Gesamtabweisung des Stufenantrags
3. Das Amtsgericht hat den Antrag auch zu Recht insgesamt abgewiesen und nicht durch Teil-Beschluss nur den Auskunftsantrag.
Eine Gesamtabweisung des Stufenantrags hat zu erfolgen, wenn bereits der Unterhaltsantrag aus Gründen, die nicht in der Höhe des anrechenbaren Einkommens liegen, endgültig abgewiesen werden muss (BGH FamRZ 2013, 1113). Wie dargelegt ist dies hier der Fall. Nachdem der Antragsteller bereits zum Zeitpunkt des Vergleichsabschlusses von dem behaupteten Einkommen der Antragsgegnerin ausging, ist keine wesentliche Änderung gegenüber dem Vergleichsabschluss eingetreten und eine Abänderung aus diesen Gründen nicht zulässig.
III. Der Praxistipp
Im Falle der anteiligen Haftung der Kindseltern nach § 1606 Abs. 3 S. 1 BGB wird die wechselseitige Auskunftspflicht aus § 242 BGB abgeleitet (BGH, Urt. v. 9.12.1987 – IVb ZR 5/87, FamRZ 1988, 268 für das volljährige Kind).

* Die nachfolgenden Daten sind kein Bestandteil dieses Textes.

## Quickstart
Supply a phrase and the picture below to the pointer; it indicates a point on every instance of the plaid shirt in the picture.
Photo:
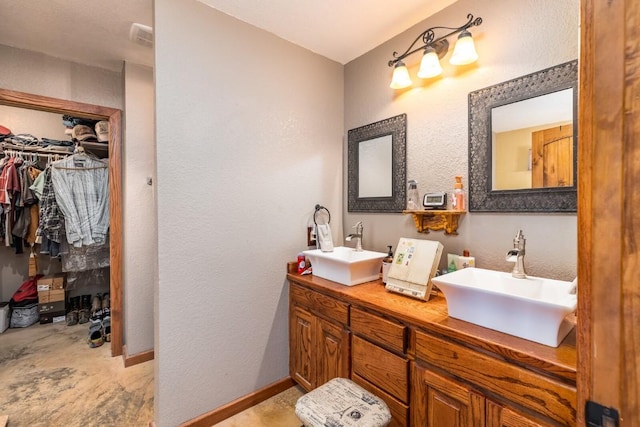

In der vorliegenden Entscheidung geht der BGH davon aus, dass die §§ 1580, 1605 BGB nur einen Teilbereich regeln, in dem der Gesetzgeber die gegenseitigen Pflichten habe präzisieren wollen. Dies ist entsprechend auf eine aus § 1603 Abs. 2 S. 3 BGB abgeleitete Ersatzhaftung anzuwenden (vgl. FamRZ 2023, 691).